The Princess Paradigm Lives On

By Lisa Bennett, NOW Communications Director

OK, I confess: I watched the first hour or so of coverage of the royal wedding this morning. Yes, I wanted to see the bride’s gown and all the hats and the excited crowds. It was like eating a big piece of cake with extra frosting. Tasty, yet nauseating, and now I feel guilty.

But seriously, what is it about royalty, and about princesses in particular? Long after one would think that monarchy holds any meaning to a child growing up today, the dream of being a princess is still being sold, successfully, to girls. And lovely Kate Middleton just gave the princess industry a major boost. To hear the TV announcers slobber over how she would enter the church a commoner and leave a princess, to hear them go on about the tiara and the carriages and the curtseying. Who needs the Brothers Grimm and Disney when you have this giant commercial?

Some of the lure is obvious, and it fits in with our society’s general worship of fortune and fame. Clearly, a princess is rich and doesn’t want for anything. How nice it would be not to have to worry about doctors’ bills or the price of gas or how much those boots cost. You don’t have to work or do chores. If you want to throw a party, you have a whole staff that can make it happen. Life is just less messy (in the literal sense, not so much in the larger sense, as we’ve seen).

And people revere you. Who wouldn’t want to get automatic R-E-S-P-E-C-T. Heck, your face is on plates and mugs. You are the ultimate famous person — famous for, um, just being you. The royal version of you, of course.

But the desire for wealth and notoriety is universal and could appeal to men as well as women. So, where does the track veer off into feminine stereotype-land? Where it always does, of course. In the departments of appearance and behavior. It doesn’t much matter how a prince looks (it doesn’t hurt if he’s considered good looking, of course, but it’s not critical to the story). A princess, however, is supposed to be pretty, and she should do her best to look, dress and act the part.
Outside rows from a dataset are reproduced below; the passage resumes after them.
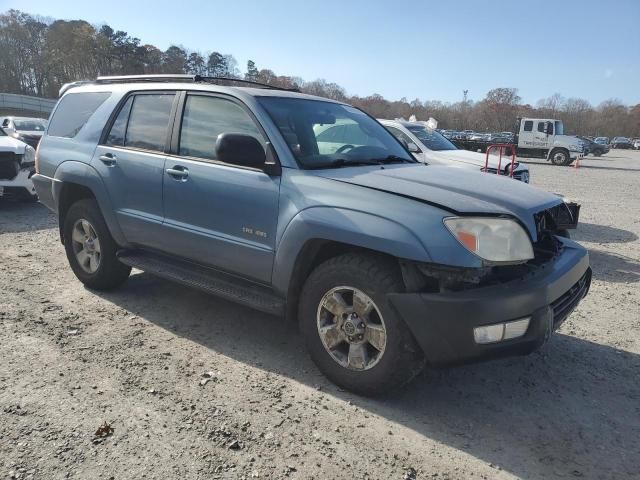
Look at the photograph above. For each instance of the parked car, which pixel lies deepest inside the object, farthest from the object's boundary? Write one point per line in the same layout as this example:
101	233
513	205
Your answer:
430	147
621	142
592	147
385	263
29	130
17	166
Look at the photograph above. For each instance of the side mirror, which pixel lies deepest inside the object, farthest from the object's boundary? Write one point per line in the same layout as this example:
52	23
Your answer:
413	148
240	149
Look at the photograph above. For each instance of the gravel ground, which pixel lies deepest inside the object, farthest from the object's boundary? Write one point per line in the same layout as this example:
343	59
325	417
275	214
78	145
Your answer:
196	387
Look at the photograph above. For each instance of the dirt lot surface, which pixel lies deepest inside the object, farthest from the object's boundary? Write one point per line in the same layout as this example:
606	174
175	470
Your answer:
196	387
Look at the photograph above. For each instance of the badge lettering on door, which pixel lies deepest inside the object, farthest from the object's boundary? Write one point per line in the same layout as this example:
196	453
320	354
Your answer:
252	231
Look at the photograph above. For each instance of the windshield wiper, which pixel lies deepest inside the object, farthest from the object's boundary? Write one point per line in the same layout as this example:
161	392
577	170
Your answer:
343	162
390	159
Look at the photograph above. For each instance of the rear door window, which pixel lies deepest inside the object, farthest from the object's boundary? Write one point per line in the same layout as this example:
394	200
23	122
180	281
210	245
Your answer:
119	128
74	111
149	121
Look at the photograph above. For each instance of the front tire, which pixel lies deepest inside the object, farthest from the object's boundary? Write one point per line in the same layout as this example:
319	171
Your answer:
560	157
90	248
352	334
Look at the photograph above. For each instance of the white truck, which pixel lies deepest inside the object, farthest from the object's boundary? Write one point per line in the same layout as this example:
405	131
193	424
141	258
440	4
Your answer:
545	138
17	166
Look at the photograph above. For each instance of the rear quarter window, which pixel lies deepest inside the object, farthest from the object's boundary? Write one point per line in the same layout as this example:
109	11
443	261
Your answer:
73	112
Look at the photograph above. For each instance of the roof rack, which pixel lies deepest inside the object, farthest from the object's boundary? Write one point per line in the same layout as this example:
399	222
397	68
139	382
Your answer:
186	78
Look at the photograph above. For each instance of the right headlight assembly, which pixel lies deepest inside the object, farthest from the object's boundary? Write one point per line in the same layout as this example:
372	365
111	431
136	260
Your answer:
499	240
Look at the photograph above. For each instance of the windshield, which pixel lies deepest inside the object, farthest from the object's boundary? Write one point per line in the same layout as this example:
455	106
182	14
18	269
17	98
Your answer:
325	135
31	125
432	139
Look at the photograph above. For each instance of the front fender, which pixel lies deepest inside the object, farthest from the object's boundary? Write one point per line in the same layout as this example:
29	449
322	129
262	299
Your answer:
342	225
85	175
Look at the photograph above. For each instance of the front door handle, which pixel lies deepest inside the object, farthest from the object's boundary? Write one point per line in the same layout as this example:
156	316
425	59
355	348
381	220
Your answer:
178	172
109	159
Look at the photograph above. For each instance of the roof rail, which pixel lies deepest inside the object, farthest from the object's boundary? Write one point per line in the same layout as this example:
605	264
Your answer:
185	78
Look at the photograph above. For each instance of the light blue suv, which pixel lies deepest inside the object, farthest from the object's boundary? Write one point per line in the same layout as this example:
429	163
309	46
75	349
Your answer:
387	264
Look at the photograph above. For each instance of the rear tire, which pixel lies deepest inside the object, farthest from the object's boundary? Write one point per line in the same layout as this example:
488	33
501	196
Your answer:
90	248
357	279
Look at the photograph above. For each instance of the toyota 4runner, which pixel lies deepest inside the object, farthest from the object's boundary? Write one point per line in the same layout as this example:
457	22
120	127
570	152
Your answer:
385	263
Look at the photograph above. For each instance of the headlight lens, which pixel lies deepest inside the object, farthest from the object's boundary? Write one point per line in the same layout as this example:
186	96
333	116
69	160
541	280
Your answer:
493	239
29	155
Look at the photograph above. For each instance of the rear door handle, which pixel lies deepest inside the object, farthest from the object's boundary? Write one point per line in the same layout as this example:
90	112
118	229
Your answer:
109	159
178	172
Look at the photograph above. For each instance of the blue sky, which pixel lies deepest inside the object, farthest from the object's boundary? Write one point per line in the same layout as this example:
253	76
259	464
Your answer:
424	49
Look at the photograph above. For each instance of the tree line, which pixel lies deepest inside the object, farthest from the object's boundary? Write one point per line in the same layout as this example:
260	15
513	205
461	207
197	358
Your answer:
38	55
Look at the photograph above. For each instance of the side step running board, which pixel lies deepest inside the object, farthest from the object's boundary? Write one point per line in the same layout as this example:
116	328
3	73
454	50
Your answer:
206	279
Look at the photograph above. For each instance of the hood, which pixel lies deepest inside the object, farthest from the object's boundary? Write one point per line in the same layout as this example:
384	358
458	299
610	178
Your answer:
461	192
10	144
466	157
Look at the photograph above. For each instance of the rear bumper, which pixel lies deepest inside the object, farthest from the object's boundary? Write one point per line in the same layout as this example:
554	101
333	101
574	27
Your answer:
443	323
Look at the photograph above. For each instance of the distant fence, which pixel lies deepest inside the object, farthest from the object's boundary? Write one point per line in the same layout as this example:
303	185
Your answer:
23	104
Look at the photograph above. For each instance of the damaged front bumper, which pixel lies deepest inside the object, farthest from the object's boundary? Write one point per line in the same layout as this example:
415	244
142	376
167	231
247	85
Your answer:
20	186
443	323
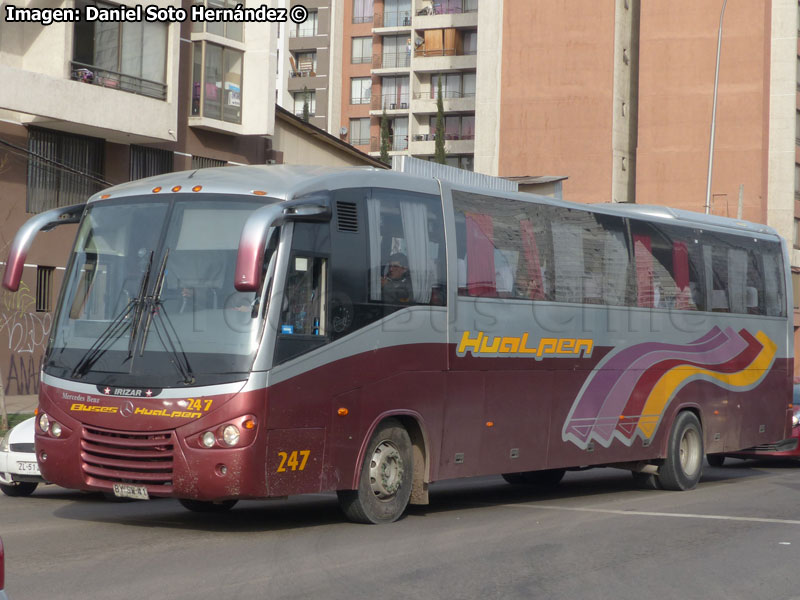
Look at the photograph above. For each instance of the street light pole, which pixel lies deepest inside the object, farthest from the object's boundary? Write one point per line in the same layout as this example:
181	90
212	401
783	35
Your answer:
714	113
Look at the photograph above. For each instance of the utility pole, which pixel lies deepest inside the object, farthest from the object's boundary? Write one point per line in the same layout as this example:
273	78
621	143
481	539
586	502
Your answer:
714	113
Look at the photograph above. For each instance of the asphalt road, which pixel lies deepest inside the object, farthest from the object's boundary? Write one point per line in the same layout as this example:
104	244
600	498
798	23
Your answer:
598	536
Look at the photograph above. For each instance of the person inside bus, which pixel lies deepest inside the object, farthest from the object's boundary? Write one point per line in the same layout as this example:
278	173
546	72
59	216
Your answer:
396	281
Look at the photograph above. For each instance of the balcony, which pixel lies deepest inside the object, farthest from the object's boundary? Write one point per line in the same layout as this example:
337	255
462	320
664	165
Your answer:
455	143
452	101
447	14
443	59
395	20
111	79
397	143
389	62
389	103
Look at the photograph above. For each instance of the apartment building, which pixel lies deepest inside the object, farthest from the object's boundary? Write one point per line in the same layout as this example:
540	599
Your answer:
395	53
88	104
306	62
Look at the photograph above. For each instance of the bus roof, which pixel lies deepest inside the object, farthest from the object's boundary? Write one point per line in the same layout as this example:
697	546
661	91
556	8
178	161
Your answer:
285	182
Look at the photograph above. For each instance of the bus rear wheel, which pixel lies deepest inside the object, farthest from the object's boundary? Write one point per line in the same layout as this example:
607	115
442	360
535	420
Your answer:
540	479
684	463
203	506
387	474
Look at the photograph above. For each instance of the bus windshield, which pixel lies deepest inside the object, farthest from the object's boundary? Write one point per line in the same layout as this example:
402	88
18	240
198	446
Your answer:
149	298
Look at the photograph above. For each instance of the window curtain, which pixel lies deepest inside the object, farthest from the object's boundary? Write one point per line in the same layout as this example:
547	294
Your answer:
615	268
374	221
737	279
480	255
535	289
420	265
568	262
680	270
644	270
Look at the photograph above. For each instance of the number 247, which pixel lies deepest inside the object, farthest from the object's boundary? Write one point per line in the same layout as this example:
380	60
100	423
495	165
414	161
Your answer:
291	460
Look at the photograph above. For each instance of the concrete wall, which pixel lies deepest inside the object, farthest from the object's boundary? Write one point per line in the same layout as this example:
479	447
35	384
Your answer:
557	93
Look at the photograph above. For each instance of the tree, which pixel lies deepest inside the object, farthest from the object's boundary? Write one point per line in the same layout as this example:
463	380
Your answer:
306	110
385	141
439	154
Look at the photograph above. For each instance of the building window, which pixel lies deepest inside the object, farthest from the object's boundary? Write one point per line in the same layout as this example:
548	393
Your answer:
131	57
301	99
456	127
44	288
796	232
202	162
228	29
454	85
146	162
470	42
304	64
359	131
362	11
362	51
217	82
360	90
396	51
307	28
394	93
63	169
396	13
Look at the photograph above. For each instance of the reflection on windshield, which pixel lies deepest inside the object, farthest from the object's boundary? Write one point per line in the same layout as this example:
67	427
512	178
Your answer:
188	317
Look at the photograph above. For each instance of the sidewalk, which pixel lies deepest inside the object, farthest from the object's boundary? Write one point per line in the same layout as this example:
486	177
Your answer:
21	404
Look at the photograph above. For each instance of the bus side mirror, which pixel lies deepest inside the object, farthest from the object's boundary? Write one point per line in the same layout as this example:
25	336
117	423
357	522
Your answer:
22	241
254	235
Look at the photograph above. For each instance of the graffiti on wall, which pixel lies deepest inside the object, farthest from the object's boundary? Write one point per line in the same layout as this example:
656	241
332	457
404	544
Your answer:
24	332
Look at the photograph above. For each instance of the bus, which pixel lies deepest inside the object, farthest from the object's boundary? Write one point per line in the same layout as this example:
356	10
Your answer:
266	331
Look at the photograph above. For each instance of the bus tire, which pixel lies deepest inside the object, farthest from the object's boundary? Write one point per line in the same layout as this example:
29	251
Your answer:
207	507
386	479
546	479
19	488
683	466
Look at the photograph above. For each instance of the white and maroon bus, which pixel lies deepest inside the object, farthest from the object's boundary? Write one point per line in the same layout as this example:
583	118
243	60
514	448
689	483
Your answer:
258	332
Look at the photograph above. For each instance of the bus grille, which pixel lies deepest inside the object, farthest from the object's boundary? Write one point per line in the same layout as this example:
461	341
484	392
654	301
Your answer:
120	457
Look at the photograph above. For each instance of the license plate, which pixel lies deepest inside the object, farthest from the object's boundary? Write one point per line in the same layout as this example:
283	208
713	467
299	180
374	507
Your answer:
28	467
125	490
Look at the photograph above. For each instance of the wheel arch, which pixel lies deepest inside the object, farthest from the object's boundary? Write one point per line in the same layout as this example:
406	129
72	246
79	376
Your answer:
414	424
Perhaps even more important than the genetics of conventional beauty is the princess’s adherence to etiquette. She should be genteel, graceful, proper. If purity is too much to ask these days, she should at least seem untouchable. Kate has managed to walk the fine line of being sexy (remember the see-through outfit she was modeling when she supposedly first caught Will’s eye?), but in a presumably classy, non-threatening way.

And don’t forget, the princess is nothing if not a symbol of heterosexual longing fulfilled through a traditional marriage. She got herself a prince, after all — isn’t that what all girls should want? Taking things to the logical next step, just moments after the wedding, the talking heads on NBC were already speculating about how soon the bride might start producing children.

When will women be freed from the extra standard of flowing locks, trim waists, demure smiles, wishing and hoping for that ring someday, being inspected for possible baby bumps? The princess myth might be unattainable for 99.99% of women, but all the trappings can be had, to a certain degree, for the right price and a measure of sacrifice.

It’s just a fantasy, right? What’s the harm? The harm is that through this narrative, gender roles and expectations are sold to little girls every day — girls who could be encouraged to go after so much more and to discover their true selves.

Diana herself blossomed into a remarkable person, but along the way she struggled with an eating disorder, left her prince, and, like other women in the public eye, her life ended tragically and far too soon. The princess paradigm should have died with Diana, but it’s not too late to give it a final send off in honor of all the Kate-wannabees.